The Department received an application for carer’s benefit from the person in question on 26 October 2012. Under the provisions of carer’s benefit and carer’s leave legislation, a person claiming carer’s benefit may take up limited employment outside the home for up to 15 hours per week. Earnings from this limited employment cannot exceed €332.50 per week.

The employer confirmed that the person in question was working within the limited hours and earnings per week and carer’s benefit was awarded from 10 January 2013 to 7 January 2015. Following a control check, involving an investigation by a social welfare inspector (SWI) it was established that the person concerned works less than 15 hours per week apart from one week per month when the person in question works 4 consecutive nights. Both the hourly limit and earnings limit for these particular weeks are exceeded.

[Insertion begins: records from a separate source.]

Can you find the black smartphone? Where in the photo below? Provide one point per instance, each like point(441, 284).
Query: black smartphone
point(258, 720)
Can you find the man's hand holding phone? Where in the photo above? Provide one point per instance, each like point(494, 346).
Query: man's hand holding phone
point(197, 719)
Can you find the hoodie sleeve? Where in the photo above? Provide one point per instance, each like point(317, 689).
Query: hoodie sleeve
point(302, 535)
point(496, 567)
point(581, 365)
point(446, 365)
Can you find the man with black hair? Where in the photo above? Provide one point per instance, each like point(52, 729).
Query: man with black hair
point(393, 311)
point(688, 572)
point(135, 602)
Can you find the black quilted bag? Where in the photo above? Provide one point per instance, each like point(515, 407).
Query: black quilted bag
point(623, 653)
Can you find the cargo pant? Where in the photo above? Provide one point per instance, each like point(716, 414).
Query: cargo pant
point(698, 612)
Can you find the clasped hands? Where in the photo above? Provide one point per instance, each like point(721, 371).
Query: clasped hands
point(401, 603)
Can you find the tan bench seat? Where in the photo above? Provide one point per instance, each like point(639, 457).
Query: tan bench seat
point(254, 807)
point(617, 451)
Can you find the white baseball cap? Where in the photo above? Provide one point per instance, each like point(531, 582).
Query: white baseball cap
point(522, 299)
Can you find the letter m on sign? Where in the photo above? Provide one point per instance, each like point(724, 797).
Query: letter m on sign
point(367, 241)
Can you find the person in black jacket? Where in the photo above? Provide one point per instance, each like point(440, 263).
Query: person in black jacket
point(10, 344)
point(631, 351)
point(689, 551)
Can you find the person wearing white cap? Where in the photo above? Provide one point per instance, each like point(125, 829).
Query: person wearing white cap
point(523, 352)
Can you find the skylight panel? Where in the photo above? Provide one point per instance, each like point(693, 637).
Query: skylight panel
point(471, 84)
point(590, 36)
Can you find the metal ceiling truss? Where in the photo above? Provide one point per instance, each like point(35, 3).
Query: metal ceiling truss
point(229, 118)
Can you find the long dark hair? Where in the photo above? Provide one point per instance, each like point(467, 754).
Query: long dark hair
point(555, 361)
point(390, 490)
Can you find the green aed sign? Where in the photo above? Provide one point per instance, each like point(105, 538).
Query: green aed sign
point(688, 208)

Carer’s benefit legislation states that a person who, having been in receipt of carer’s benefit for less than 6 weeks, ceases to be entitled to that benefit they shall be disqualified for receipt of carer’s benefit for 6 weeks from the last day for which he or she was entitled to the benefit. Therefore, where a person does not satisfy the conditions for receipt of carer’s benefit for 1 week out of every 4, they are also deemed not to satisfy the conditions for the other 3 weeks.

On 11 December 2013 a letter was issued to the person concerned outlining the circumstances as the Department sees them and the consequences of those circumstances and giving them the opportunity to present their own case in response. To date no reply has been received.